猫に引っ掛かれ、真人は正気を取り戻したようだ。

恭介「なあ、鈴。ちょっとこい」

鈴「ん?」

真人は猫に任せて、鈴は恭介に寄る。

恭介「一つ頼まれてくれないか」

鈴「なにを?」

恭介「もちろん、メンバー集めだ」

鈴「そんなのできない」

恭介「まあ、聞け。おまえこれを耳につけろ」

言って差し出すのは、手作りのイヤホンのようなもの。

それを鈴の耳に装着させる。

鈴「・・・・・・?」

続いて恭介は自分の携帯電話を取り出し、受話器を耳に当て、もしもし、と話し掛けた。

鈴「っ!?」

鈴が飛び退くぐらい驚く。

どうやら、耳のイヤホンから恭介の声が聞こえたようだ。

恭介「感度良好。早速任務を命ずる」

嵩「任務・・・・・・?」

と言っても、メンバー集めだろうから深くは追求しない。

恭介「ミッション・スタート!嵩と鈴を使って、女子生徒をリトルバスターズに勧誘せよ」

・・・・・・・ん?今名前を呼ばれたような気がした。

おそらく気のせいだろう。

理樹「どうして女子生徒なの?」

ほら、理樹だって気のせいだと思い話を続けている。

恭介「そりゃ、男ばっかじゃむさ苦しいからに決まってんだろ」

理樹「でも野球でしょ?」

恭介「いいじゃねーか。
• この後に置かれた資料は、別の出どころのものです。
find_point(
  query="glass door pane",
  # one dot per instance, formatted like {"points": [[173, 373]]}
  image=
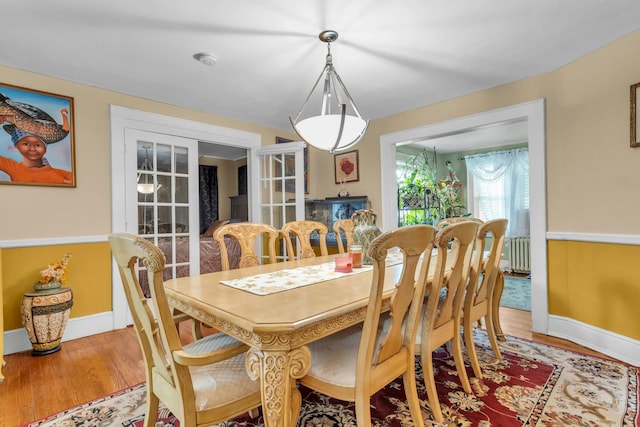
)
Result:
{"points": [[281, 186], [166, 200]]}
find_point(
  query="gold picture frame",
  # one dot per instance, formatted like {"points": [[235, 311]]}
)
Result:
{"points": [[346, 166], [635, 112], [42, 124]]}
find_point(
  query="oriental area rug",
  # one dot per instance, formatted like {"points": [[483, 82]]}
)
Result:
{"points": [[534, 385]]}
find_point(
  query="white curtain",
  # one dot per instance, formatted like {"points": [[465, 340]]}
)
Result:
{"points": [[498, 185]]}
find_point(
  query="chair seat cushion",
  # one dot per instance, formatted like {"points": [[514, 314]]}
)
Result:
{"points": [[223, 382], [334, 358]]}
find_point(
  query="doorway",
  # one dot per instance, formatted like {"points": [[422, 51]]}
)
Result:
{"points": [[124, 120], [531, 112]]}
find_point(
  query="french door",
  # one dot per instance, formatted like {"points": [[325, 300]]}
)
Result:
{"points": [[281, 186], [162, 197]]}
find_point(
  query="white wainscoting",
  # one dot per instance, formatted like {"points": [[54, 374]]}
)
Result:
{"points": [[17, 340], [606, 342]]}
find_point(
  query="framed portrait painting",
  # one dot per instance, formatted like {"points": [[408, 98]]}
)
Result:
{"points": [[280, 140], [347, 168], [635, 115], [36, 139]]}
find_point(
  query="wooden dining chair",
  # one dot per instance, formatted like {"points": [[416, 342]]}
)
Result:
{"points": [[440, 323], [346, 227], [201, 383], [300, 232], [246, 233], [445, 222], [355, 363], [478, 301]]}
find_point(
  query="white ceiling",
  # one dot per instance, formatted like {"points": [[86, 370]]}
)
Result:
{"points": [[392, 56]]}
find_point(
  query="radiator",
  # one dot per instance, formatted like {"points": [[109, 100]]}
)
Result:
{"points": [[520, 254]]}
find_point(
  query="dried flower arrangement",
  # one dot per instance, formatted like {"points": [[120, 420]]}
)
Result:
{"points": [[56, 272]]}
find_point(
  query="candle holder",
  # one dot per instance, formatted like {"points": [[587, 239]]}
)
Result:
{"points": [[344, 264]]}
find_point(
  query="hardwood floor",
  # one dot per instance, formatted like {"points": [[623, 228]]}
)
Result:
{"points": [[91, 367]]}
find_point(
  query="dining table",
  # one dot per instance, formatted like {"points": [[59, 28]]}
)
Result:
{"points": [[277, 309], [278, 325]]}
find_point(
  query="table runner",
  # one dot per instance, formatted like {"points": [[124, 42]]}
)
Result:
{"points": [[291, 278]]}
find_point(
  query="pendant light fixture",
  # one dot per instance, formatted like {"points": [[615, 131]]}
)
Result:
{"points": [[338, 125], [145, 186]]}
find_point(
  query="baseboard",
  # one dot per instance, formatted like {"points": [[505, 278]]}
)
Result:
{"points": [[17, 340], [606, 342]]}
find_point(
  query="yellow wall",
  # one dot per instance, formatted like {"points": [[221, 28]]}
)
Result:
{"points": [[89, 277], [33, 213], [595, 283], [592, 174]]}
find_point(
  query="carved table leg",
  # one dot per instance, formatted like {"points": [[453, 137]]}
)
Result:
{"points": [[278, 371], [495, 305]]}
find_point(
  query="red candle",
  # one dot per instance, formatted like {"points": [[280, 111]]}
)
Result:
{"points": [[356, 253], [344, 263]]}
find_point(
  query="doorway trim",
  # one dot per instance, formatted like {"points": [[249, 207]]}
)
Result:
{"points": [[534, 113], [123, 118]]}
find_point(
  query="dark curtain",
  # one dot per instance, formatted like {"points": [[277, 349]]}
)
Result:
{"points": [[208, 196]]}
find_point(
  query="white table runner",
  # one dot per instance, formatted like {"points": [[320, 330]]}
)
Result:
{"points": [[291, 278]]}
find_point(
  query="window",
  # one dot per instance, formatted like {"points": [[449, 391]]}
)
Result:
{"points": [[498, 185]]}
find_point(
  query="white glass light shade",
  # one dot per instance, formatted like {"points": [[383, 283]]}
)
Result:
{"points": [[322, 131]]}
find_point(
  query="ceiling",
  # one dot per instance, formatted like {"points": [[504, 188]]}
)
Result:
{"points": [[392, 56]]}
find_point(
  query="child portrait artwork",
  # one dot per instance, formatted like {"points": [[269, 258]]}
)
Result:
{"points": [[36, 138]]}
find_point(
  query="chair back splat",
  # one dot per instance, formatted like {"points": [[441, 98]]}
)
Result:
{"points": [[355, 363], [478, 302], [201, 383], [246, 233], [300, 231], [443, 307]]}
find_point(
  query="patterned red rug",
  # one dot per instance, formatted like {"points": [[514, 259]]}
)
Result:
{"points": [[535, 385]]}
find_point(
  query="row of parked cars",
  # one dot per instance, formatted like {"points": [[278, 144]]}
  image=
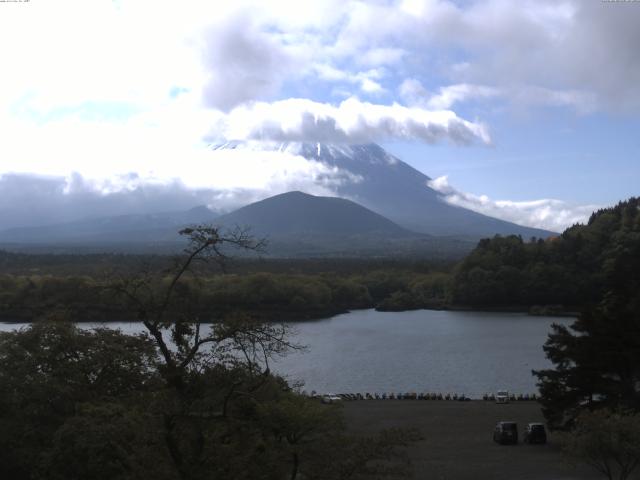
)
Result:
{"points": [[506, 433]]}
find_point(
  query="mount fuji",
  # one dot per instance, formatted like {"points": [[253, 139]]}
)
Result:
{"points": [[375, 179]]}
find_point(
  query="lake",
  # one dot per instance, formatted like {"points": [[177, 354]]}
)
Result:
{"points": [[416, 351]]}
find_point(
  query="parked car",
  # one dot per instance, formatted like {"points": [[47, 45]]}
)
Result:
{"points": [[506, 433], [502, 396], [330, 398], [535, 433]]}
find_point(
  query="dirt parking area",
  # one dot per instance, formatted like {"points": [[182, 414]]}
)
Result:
{"points": [[458, 441]]}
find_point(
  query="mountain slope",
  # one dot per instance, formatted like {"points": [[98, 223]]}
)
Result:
{"points": [[297, 213], [297, 224], [394, 189]]}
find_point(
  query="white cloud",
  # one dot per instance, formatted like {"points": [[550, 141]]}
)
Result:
{"points": [[549, 214], [352, 121], [452, 94]]}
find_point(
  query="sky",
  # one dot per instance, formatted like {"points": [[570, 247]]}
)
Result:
{"points": [[527, 111]]}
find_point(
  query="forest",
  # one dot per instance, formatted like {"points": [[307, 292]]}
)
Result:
{"points": [[552, 276]]}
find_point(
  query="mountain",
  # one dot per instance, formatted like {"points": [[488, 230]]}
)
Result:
{"points": [[383, 183], [297, 213], [297, 224], [122, 229]]}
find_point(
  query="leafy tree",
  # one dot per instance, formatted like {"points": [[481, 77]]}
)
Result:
{"points": [[607, 441], [185, 401], [597, 359]]}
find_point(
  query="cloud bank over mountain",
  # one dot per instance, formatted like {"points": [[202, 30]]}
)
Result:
{"points": [[549, 214], [351, 122], [136, 111]]}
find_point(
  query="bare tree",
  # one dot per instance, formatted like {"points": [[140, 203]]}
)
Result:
{"points": [[236, 344]]}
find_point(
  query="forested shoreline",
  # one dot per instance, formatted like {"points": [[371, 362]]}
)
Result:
{"points": [[557, 276]]}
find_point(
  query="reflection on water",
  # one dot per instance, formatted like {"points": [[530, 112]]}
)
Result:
{"points": [[421, 351]]}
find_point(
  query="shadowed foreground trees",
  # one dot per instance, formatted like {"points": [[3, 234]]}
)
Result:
{"points": [[185, 401], [608, 441]]}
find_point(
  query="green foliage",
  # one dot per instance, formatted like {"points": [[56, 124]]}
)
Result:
{"points": [[597, 359], [265, 296], [572, 270], [608, 441]]}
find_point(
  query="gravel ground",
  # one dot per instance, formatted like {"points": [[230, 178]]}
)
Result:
{"points": [[458, 441]]}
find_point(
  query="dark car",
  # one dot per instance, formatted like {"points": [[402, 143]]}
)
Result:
{"points": [[535, 433], [506, 433]]}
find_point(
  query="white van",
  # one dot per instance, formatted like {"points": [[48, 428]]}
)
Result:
{"points": [[502, 396]]}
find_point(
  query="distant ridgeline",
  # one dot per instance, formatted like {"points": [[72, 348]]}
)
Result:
{"points": [[553, 276], [569, 271]]}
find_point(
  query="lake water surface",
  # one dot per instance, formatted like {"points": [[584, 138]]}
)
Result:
{"points": [[417, 351]]}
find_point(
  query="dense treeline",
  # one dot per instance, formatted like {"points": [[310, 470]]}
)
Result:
{"points": [[265, 296], [568, 271], [551, 276], [177, 402]]}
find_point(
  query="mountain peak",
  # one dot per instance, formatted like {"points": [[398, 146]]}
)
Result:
{"points": [[388, 186]]}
それに・・・・女が鈴一人だと寂しいだろ」

嵩「ま、確かにね・・・・・・」

それ以上僕らは何も言わなくなったところで、鈴は言われた通りに部屋を出ていこうとする。

女子寮に向かうつもりなのだろう。

が、ピタリと彼女の足は部屋の入り口で止まり振り返った。

鈴「嵩はこないのか?」

嵩「・・・・・・はい?」

質問の意味が分からずに、首を傾げる。

鈴が女子生徒を勧誘するはずなのに、なぜ僕まで行かなくてはならないのか。

恭介「ほら、行けよ」

ぽん、と恭介に背を押される。

嵩「待って待って!何で僕も行く必要あるの?鈴だけって話じゃなかったの?」

恭介「何言ってるんだ。俺は嵩と鈴を使ってと言ったはずだぜ」

謙吾「だな」

嵩「あれ?あれって幻聴じゃなかったの!?」

恭介「そんなわけないだろ。女子生徒に人気のあるお前を今ここで使わないでどうするんだよ」

嵩「そんなの初耳ですから!」

真人「いいから行ってこいよ」

ぐいぐいと真人に背を押されながら、僕は部屋の外にいる鈴の元に押し出される。

部屋の扉が閉まる。これではもう何もせずに部屋に戻って来ることはできないだろう。

嵩「はぁ・・・・・。仕方ない、行こうか鈴」

鈴「ん」

頷く鈴と、その頭に乗る『レオン』を引き連れて僕らは女子寮に向かった。